You'd be forgiven for choosing to ignore the FCA's recent consultation paper on pension transfer advice, and its seeming emphasis on advice relating to defined benefit (DB) transfers.

    If DB transfers isn't an area you usually get involved in, reading it may have seemed like a solid few hours you wouldn’t get back. 

    Well, I did read it and there was one part that set off my spidey senses, which keenly detect situations that may create more work for me.

    The DB market is the current focus for the FCA, but it stands to reason that what it sees as suitable for that aspect of advice may eventually bleed into the wider pension transfer market and beyond.

    So these papers are often a good indicator of the future.

    The main area I think will affect all of us is the FCA's focus on eliminating other options when considering a pension transfer.

    A few years ago, the emphasis was on stating the reason why a stakeholder was not appropriate for a transfer.

    At the same time, firms also tended to discount the client’s workplace pension and alternative pension contracts.

    As a reminder, pension business is the only area of advice where you are encouraged to state the reasons why something is not suitable, as well as why it is.

    The pension transfer advice consultation goes a bit further, setting its sights on workplace pensions. 

    It infers you should no longer simply pay lip service to discounting a workplace pension as a suitable place for pension transfer monies.

    You can no longer use generic terms such as ‘limited fund range’ or ‘restrictive retirement options’ as your rationale for recommending other schemes - and may God have mercy on your soul if you say a workplace pension scheme isn't suitable because it ‘does not allow adviser charging.’

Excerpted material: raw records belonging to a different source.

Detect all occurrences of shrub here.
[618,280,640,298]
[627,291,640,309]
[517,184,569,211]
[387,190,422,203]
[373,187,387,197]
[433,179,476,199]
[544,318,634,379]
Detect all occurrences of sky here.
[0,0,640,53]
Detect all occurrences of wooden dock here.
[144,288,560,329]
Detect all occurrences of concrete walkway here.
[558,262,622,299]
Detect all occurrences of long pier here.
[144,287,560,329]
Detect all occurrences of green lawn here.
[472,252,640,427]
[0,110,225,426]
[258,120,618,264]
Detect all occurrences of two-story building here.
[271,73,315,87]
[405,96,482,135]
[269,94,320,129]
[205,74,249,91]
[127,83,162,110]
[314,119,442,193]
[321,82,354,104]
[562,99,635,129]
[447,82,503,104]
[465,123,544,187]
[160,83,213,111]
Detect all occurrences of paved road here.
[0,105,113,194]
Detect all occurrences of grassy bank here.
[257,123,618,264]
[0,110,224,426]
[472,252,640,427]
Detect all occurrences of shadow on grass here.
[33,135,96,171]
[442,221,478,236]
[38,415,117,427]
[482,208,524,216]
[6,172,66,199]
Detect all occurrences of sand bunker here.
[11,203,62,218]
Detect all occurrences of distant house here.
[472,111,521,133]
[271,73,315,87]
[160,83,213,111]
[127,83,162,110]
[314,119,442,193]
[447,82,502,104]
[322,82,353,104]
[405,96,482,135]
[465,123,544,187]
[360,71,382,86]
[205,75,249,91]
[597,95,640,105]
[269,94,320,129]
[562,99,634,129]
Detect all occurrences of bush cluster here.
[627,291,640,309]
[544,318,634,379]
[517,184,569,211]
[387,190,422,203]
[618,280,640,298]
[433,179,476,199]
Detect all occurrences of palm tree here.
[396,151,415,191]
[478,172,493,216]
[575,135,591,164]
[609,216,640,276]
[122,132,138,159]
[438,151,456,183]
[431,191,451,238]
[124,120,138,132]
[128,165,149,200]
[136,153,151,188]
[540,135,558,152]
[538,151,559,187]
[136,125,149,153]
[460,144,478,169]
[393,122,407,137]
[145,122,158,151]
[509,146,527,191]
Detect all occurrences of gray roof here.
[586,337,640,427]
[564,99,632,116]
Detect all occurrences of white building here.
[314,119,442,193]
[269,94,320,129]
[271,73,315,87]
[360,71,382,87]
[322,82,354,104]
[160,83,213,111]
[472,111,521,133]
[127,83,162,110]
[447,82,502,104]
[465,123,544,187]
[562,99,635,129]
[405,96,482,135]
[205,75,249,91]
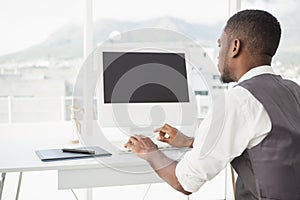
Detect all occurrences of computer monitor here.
[98,48,197,131]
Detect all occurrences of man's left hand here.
[124,135,158,161]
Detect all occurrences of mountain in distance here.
[0,17,300,65]
[0,17,222,64]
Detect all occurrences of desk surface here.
[0,122,225,199]
[0,122,188,172]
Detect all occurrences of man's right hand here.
[154,124,194,148]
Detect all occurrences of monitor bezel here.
[94,44,196,127]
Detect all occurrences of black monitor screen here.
[103,52,189,103]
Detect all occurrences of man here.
[126,10,300,200]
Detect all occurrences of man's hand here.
[154,124,194,148]
[124,135,158,161]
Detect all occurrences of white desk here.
[0,122,191,199]
[0,122,226,199]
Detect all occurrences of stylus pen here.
[62,148,95,154]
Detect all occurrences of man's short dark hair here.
[224,10,281,57]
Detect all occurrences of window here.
[0,0,83,122]
[241,0,300,84]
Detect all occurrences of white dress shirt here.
[176,66,274,192]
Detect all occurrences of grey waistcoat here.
[231,74,300,200]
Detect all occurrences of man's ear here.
[231,39,241,58]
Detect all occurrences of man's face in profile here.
[218,31,234,83]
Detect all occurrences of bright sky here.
[0,0,228,55]
[0,0,299,55]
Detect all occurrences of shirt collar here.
[238,65,274,83]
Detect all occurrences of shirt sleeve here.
[175,87,271,192]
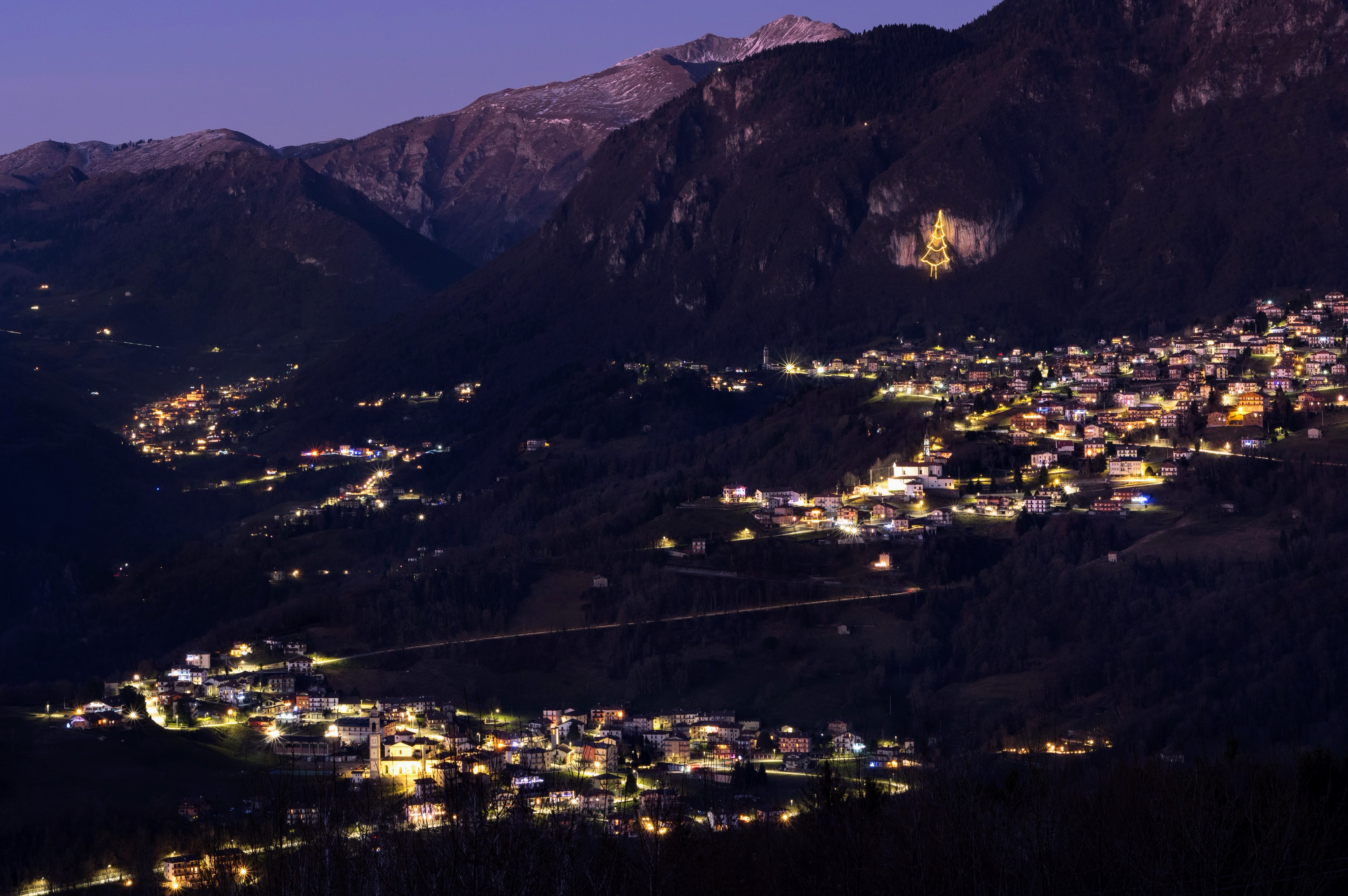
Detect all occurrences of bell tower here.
[367,703,384,780]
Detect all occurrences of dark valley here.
[0,0,1348,896]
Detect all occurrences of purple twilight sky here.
[0,0,992,152]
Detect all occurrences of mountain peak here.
[615,15,852,67]
[309,16,851,263]
[0,128,278,190]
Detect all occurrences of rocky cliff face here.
[290,0,1348,404]
[307,16,848,263]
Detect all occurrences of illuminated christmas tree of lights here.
[921,209,950,278]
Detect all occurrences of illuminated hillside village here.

    Now it is proposed that a cost comparison must be completed, showing the cost a client would pay if they moved funds into the workplace pension against the recommended pension.

    If there is an increase in costs for the recommended pension, then a full explanation should be given to justify this.

    This must then be signed by the client as part of a new, multi-signature page which shows the client understands a variety of things around the transfer, including costs, the recommendation, the transfer risk warning and the ongoing advice service.

    Each element must be signed.

    So you may be left thinking one additional page doesn't really equate to that much extra work.

    But where I foresee issues is firstly getting the necessary data from the client to determine whether the workplace pension is suitable for the transfer, and secondly doing all the additional analysis.

    Obtaining authority on workplace pensions can be tricky, and getting transparent charges information even trickier.

    Once completed, advisers could look at a scheme and see immediately it would not be suitable to receive £2m in DB monies. But beforehand, it can't be assumed, and should be built in as an option to your cashflow.

    You'll also need to obtain projections or calculate reduction in yields and ensure all analysis is clear and transparently provided to the client.

    As I said at the outset, this is not yet a requirement for all pensions, but I have a feeling it might be at some point.

    And, as with all things from FCA papers, it might be best to get ahead of the curve and start working on it sooner rather than later.

    Making friends with group pension administration teams now may well be a good investment for the future.